Bellwood told the Guardian yesterday that the sort of "checks and balances" found on the mainland were not in force on Jersey, which has its own government. The island, is a leading offshore financial centre and home to many rich and famous people attracted by its favourable tax regime. Privately, politicians are afraid that the child abuse inquiry may tarnish its image and affect tourism, one of Jersey's main industries.

After Saturday's discovery, the island's chief minister, senator Frank Walker, said: "It is imperative that children are safe in Jersey and I believe that today they are. It is, however, clear that this may not always have been the case. Although we can't right the wrongs of the past, we will do everything in our power to assist the police in seeking out the person or persons responsible."

The youth hostel now based at Haut de la Garenne was closed when the police investigation began, with a small number of residents forced to leave.

Timeline: Haut de la Garenne

1867 The industrial school "for young people of the lower classes of society and neglected children" was built at St Martin in the east of Jersey. Later it became known as Haut de la Garenne.

1986 The home was closed and transformed into a 100-bed youth hostel.

Late 80s and early 90s Adults connected to Jersey's Sea Cadet corps were arrested by police for sexual offences against young cadets. A number were convicted.

Autumn 2006 Police noticed links between victims of the Sea Cadet corps cases and some island institutions. They begin to make discreet inquiries and found victims of alleged sexual abuse and mistreatment among ex-residents of Haut de la Garenne.

November 2007 Police go public with their findings and more than 140 potential victims come forward. They begin looking at up to 40 suspects. Allegations span up to six decades.

December 2007 The States of Jersey, the island's government, is accused of tolerating a "culture of disregard" in its children's homes by the senator and former health minister, Stuart Syvret.
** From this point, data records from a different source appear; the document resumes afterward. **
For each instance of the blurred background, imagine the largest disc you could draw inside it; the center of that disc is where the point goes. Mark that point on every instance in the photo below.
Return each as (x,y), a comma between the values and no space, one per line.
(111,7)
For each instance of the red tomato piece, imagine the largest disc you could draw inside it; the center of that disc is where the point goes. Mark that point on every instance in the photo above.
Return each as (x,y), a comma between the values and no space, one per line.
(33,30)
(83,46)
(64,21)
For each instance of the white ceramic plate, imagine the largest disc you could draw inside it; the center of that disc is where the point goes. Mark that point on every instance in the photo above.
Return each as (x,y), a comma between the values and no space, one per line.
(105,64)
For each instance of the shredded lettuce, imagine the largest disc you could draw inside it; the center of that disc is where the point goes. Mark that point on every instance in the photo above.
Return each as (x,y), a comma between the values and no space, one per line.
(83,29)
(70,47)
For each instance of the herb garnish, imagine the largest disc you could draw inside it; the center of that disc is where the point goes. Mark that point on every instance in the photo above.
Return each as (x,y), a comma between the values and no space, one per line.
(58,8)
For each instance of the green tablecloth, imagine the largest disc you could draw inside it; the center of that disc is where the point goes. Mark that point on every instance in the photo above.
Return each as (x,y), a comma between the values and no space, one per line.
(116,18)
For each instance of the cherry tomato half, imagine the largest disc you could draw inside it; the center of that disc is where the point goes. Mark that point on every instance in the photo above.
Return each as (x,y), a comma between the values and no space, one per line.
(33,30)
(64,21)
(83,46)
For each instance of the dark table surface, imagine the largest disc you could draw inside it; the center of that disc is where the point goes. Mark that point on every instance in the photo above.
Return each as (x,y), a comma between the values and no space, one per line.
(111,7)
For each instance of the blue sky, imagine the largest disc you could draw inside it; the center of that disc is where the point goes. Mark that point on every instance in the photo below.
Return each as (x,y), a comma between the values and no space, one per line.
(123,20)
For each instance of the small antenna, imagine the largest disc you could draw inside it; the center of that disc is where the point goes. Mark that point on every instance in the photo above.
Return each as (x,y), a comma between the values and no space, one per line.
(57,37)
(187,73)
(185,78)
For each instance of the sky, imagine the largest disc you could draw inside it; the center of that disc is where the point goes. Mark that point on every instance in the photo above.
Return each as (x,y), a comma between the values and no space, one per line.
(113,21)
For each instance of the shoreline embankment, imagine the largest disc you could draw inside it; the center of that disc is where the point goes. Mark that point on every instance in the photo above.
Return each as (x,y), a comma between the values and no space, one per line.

January 2008 A man is charged with allegedly indecently assaulting three girls under 16 between 1969 and 1979, when they were at Haut de la Garenne. Police have distanced him from the current search.

Tuesday February 19 Information from three people the police had spoken to as part of their abuse inquiry prompts officers to begin to dig at Haut de la Garenne.

Saturday morning The body of a child is found at the home after a sniffer dog detects remains through several inches of concrete. It will take several weeks for the gender of the body, and how long it had been there, to be established.

Yesterday Police reveal that up to six other bodies may be found.